Because incidents cause trouble and potential losses, there are processes such as business continuity management and disaster recovery planning. These processes help keep business up and running. After all, downtime equals potential losses.
Many think losses only occur when incidents happen, and many believe return time objective/return point objective (RTO/RPO) is the most important metric to stay within the limits of the losses the organization is willing to accept. But is this true? Are there any other metrics that can/should/must be used when working with event and incident handling?
Service management contains many metrics that can be considered when trying to optimize service-management processes. One aspect of service management is handling events and incidents. In an event, something may have an impact on the process, or a threshold may be exceeded. In an incident, something is broken or likely to break. An example of an event may be a slight increase in a server’s resource use, whereas an incident would be if the server has 90 percent of its resources in use. In the latter case, an outage may be imminent.
In light of this, it is imperative to understand the key difference between an event and an incident. An event is essentially something that happens. An incident, on the other hand, defines the fact that, as stated, something is broken or likely to break. Also, any event or chain of events can become one huge incident or disaster if not handled properly.
Consider the chain of events in incident resolution (figure 1).
There are multiple phases in the event/incident timeline:
- Event/incident phase—The event or incident occurs.
- Detection phase—The incident is actually detected.
- Ownership phase—Ownership of the event or incident is taken. This phase also initiates actions that should bring the service back to normal operation. Initially, this is done through procedures defined in the business continuity plan (BCP).

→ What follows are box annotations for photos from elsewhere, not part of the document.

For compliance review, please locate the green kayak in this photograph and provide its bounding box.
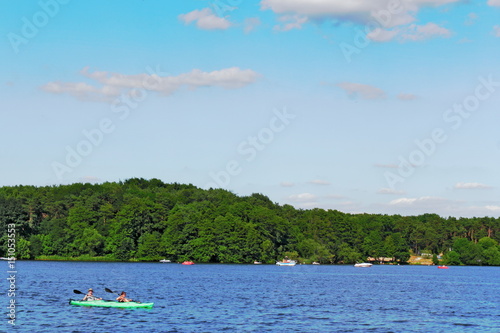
[69,299,154,309]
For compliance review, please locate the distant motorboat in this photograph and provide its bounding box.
[354,262,373,267]
[276,259,297,266]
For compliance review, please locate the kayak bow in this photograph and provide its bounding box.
[69,299,154,309]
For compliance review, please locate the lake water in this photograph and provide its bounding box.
[0,261,500,333]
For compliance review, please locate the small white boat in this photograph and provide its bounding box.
[276,259,297,266]
[354,262,373,267]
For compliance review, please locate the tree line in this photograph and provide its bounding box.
[0,178,500,265]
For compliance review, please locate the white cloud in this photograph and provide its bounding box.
[366,22,451,43]
[454,183,491,190]
[375,164,399,169]
[309,179,330,185]
[377,187,405,195]
[337,82,385,99]
[261,0,460,28]
[396,93,417,101]
[244,17,261,33]
[400,22,451,41]
[41,67,259,101]
[493,25,500,37]
[179,8,231,30]
[366,28,399,43]
[288,192,317,202]
[274,15,308,31]
[465,13,479,25]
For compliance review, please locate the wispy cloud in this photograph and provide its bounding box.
[274,15,308,31]
[396,93,418,101]
[337,82,385,100]
[367,22,452,42]
[454,183,491,190]
[41,67,259,102]
[179,8,231,30]
[493,25,500,37]
[261,0,460,28]
[309,179,330,185]
[375,164,399,169]
[401,22,451,41]
[244,17,262,33]
[464,13,479,25]
[377,187,405,195]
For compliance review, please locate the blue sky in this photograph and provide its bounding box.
[0,0,500,217]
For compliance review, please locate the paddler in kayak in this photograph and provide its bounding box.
[82,288,102,301]
[116,291,132,302]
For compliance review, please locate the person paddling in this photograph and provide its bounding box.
[116,291,132,302]
[83,288,102,301]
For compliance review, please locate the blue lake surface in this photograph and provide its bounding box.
[0,261,500,333]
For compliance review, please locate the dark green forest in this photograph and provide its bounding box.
[0,178,500,265]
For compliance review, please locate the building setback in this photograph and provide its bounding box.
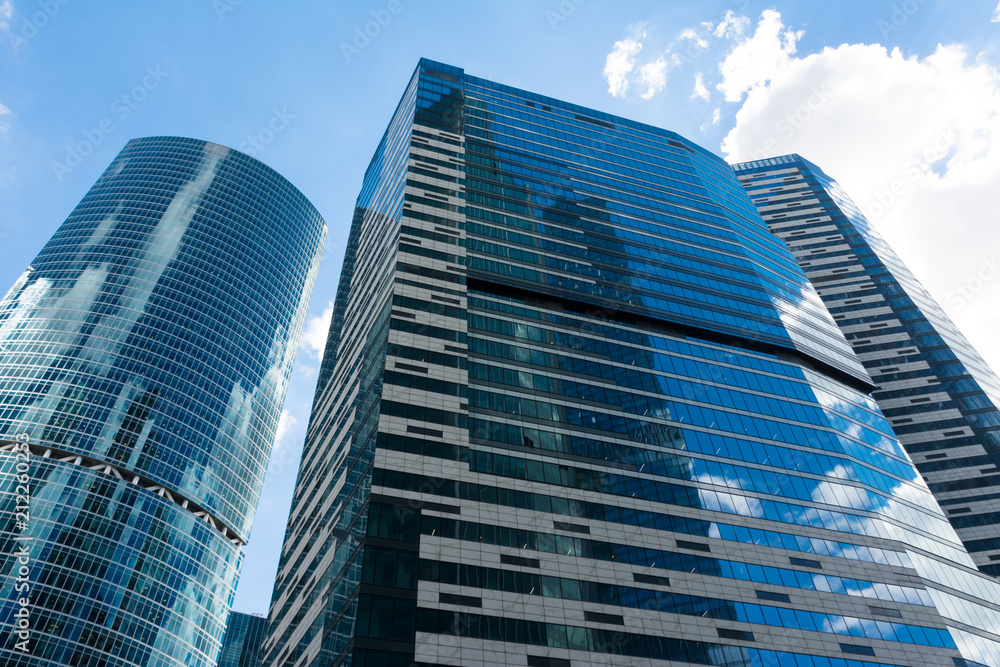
[734,155,1000,576]
[217,611,267,667]
[0,137,326,667]
[264,60,1000,667]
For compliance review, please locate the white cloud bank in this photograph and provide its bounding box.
[717,10,1000,369]
[299,301,333,361]
[604,31,646,97]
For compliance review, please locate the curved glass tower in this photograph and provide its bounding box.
[0,137,326,667]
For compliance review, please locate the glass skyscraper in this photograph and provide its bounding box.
[734,155,1000,575]
[0,137,326,667]
[217,611,267,667]
[264,60,1000,667]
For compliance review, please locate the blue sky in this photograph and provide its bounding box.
[0,0,1000,613]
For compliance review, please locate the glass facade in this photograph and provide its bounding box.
[733,155,1000,664]
[217,611,267,667]
[0,137,326,667]
[264,60,1000,667]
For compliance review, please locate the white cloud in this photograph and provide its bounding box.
[717,9,802,102]
[639,56,667,100]
[709,9,750,39]
[681,28,708,51]
[604,31,646,97]
[719,12,1000,376]
[299,301,333,360]
[691,72,712,102]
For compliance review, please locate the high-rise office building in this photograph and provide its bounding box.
[734,155,1000,575]
[217,611,267,667]
[264,60,1000,667]
[0,137,326,667]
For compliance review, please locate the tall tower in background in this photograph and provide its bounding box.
[734,155,1000,575]
[0,137,326,667]
[264,60,1000,667]
[217,611,267,667]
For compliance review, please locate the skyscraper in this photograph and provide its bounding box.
[217,611,267,667]
[264,60,1000,667]
[735,155,1000,575]
[0,137,326,667]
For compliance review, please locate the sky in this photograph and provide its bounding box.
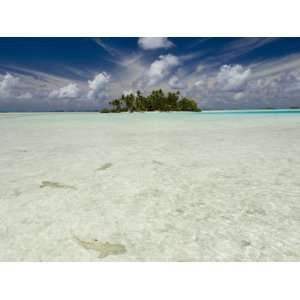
[0,37,300,111]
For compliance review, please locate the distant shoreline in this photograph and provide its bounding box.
[0,108,300,114]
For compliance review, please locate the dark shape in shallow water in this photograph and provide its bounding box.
[96,163,112,171]
[73,235,126,258]
[40,181,76,190]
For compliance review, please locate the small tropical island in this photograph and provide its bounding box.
[100,89,201,113]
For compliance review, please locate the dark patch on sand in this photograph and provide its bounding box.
[96,163,112,171]
[73,235,126,258]
[16,149,28,153]
[40,181,76,190]
[246,208,267,216]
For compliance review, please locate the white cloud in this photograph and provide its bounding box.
[122,89,136,96]
[233,92,245,100]
[216,65,251,91]
[49,83,80,99]
[16,92,32,100]
[87,72,110,99]
[146,54,180,86]
[169,75,186,89]
[138,37,174,50]
[0,73,19,98]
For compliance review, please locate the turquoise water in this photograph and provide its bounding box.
[0,110,300,261]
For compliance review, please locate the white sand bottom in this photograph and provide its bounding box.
[0,113,300,261]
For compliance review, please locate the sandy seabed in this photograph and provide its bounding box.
[0,113,300,261]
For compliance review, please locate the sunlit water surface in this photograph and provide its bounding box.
[0,110,300,261]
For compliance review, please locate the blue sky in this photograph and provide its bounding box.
[0,38,300,111]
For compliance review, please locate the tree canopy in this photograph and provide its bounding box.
[100,89,201,113]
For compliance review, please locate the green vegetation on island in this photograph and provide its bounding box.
[100,90,201,113]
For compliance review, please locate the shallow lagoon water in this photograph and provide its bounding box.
[0,110,300,261]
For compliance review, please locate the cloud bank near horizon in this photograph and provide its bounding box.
[0,38,300,111]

- Escalation phase (optional)—A decision needs to be made whether the event/incident should be escalated. When escalation occurs, the disaster recovery plan (DRP) is triggered.
- Recovery phase—The service is restored to normal operation.
- Lessons learned phase—An analysis, such as a root cause analysis (RCA), is performed, reports are issued, and feedback is given. This feedback may also result in changes of procedures, configurations and even corporate risk management.
Figure 2, which includes the discovered metrics, was created by observing the time intervals between each phase.
These timers can be mapped to phases:
- Time to detect (TTD)—How long does it take before the event is detected?
- Time to own (TTO)—Once the event is detected, how long does it take before someone takes ownership? After all, what good is event detection if nobody cares?
- Time to escalate (TTE)—Once ownership has been taken, there is some time to try and fix the event/incident before escalating it. During the escalation phase, the disaster recovery plan may be triggered, or additional help may be required from others.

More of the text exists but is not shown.